The G20 cited several other factors complicating the global economic environment, among them “geopolitical conflicts, terrorism, and refugee flows”. But participants said Brexit was at the forefront of concerns at the meeting in Chengdu, the last before the grouping’s annual summit in the Chinese city of Hangzhou in September.
Britain’s finance minister Philip Hammond—who was seated in the front row of a group photo today—told reporters the subject had come up “a great deal”.“The reality is there will be a measure of uncertainty continuing right up to the conclusion of our negotiations with the EU,” he said.
Before the meeting the International Monetary Fund (IMF) downgraded its forecasts for global growth this year and next by 0.1 percentage point, to 3.1 percent and 3.4 per cent respectively.
“’Brexit’ marks the materialisation of an important downside risk to global growth,” IMF staff said in a report ahead of the meeting, adding that as it was “still very much unfolding, more negative outcomes are a distinct possibility”.
Officials in Chengdu said protracted or acrimonious talks between the EU and Britain over the departure could heighten the dangers.“It won’t mean that they’ll get there in a week or a month.
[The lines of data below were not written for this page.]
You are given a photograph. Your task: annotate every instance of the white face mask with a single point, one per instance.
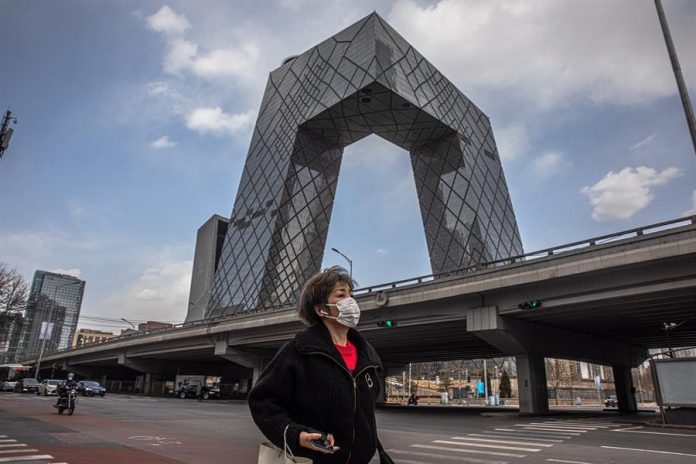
(348, 312)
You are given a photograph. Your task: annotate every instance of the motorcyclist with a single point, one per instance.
(65, 387)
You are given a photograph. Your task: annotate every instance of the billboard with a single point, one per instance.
(675, 379)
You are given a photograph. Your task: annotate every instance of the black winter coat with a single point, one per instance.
(308, 386)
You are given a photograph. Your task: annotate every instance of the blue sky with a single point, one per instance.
(135, 118)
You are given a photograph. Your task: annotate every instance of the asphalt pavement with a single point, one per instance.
(136, 429)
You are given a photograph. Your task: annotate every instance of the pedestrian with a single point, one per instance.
(319, 390)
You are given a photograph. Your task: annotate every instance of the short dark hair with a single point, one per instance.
(317, 289)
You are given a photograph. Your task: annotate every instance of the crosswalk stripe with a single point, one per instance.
(546, 434)
(545, 445)
(34, 457)
(460, 450)
(498, 435)
(19, 450)
(445, 456)
(563, 425)
(483, 445)
(549, 431)
(556, 428)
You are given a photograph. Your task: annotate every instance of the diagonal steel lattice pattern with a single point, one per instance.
(364, 80)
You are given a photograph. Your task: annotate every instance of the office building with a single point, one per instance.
(364, 80)
(53, 309)
(209, 241)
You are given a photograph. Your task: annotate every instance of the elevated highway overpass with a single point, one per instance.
(604, 300)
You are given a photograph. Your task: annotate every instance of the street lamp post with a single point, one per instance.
(48, 325)
(350, 262)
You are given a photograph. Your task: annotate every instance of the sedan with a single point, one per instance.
(91, 388)
(27, 386)
(8, 385)
(48, 387)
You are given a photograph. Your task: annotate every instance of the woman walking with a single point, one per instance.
(320, 388)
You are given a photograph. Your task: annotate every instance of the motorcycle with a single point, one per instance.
(68, 403)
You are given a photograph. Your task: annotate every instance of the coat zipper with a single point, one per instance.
(355, 394)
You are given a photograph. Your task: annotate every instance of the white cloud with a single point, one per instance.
(643, 142)
(551, 52)
(692, 211)
(621, 195)
(180, 56)
(162, 142)
(226, 62)
(167, 21)
(214, 120)
(72, 272)
(512, 141)
(157, 88)
(550, 164)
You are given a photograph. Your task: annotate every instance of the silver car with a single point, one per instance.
(48, 387)
(8, 385)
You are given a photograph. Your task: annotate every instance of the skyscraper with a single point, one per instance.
(52, 312)
(364, 80)
(209, 240)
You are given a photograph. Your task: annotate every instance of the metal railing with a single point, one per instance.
(524, 258)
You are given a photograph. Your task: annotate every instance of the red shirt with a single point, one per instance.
(349, 353)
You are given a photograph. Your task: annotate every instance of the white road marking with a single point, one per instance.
(568, 462)
(444, 456)
(545, 445)
(634, 430)
(33, 457)
(526, 432)
(482, 445)
(649, 451)
(552, 428)
(550, 431)
(496, 435)
(19, 450)
(564, 426)
(460, 450)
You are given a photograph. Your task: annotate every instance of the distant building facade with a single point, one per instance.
(86, 336)
(10, 330)
(209, 241)
(53, 309)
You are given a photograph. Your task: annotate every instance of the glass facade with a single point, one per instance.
(364, 80)
(54, 305)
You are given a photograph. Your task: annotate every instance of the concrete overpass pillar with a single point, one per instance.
(623, 382)
(531, 384)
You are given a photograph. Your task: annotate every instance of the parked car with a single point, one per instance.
(8, 385)
(48, 387)
(27, 385)
(189, 391)
(91, 388)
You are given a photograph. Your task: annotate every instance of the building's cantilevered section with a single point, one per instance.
(364, 80)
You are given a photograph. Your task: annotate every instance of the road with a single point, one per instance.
(135, 429)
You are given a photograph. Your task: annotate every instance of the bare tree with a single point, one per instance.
(13, 296)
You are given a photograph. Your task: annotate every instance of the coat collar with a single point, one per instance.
(318, 339)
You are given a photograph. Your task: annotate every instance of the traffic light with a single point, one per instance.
(531, 304)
It’s a process that could take longer,” a senior US Treasury official told journalists on Saturday.
“The thing that would be very disruptive to confidence is if this becomes a highly confrontational process,” he said. Other challenges threaten: a slowdown in the Chinese economy, as well as terrorist attacks and the failed coup in Turkey.
Earlier this month, 84 people were killed in the French Riviera city of Nice when a Tunisian truck driver—suspected to be inspired by the Islamic State jihadist group—ploughed a 19-tonne vehicle through a holiday crowd.
Last week a German-Iranian gunman—believed not to be connected to the Islamic State group but “obsessed” with mass killers—shot dead nine people in the German city of Munich before killing himself.
“We condemn, in the strongest possible terms, the recent terrorist attacks,” the communique said. “We reaffirm our solidarity and resolve in the fight against terrorism in all its forms and wherever it occurs.” But the document did not mention the attempt to depose President Recep Tayyip Erdogan or the subsequent widespread crackdown on his opponents.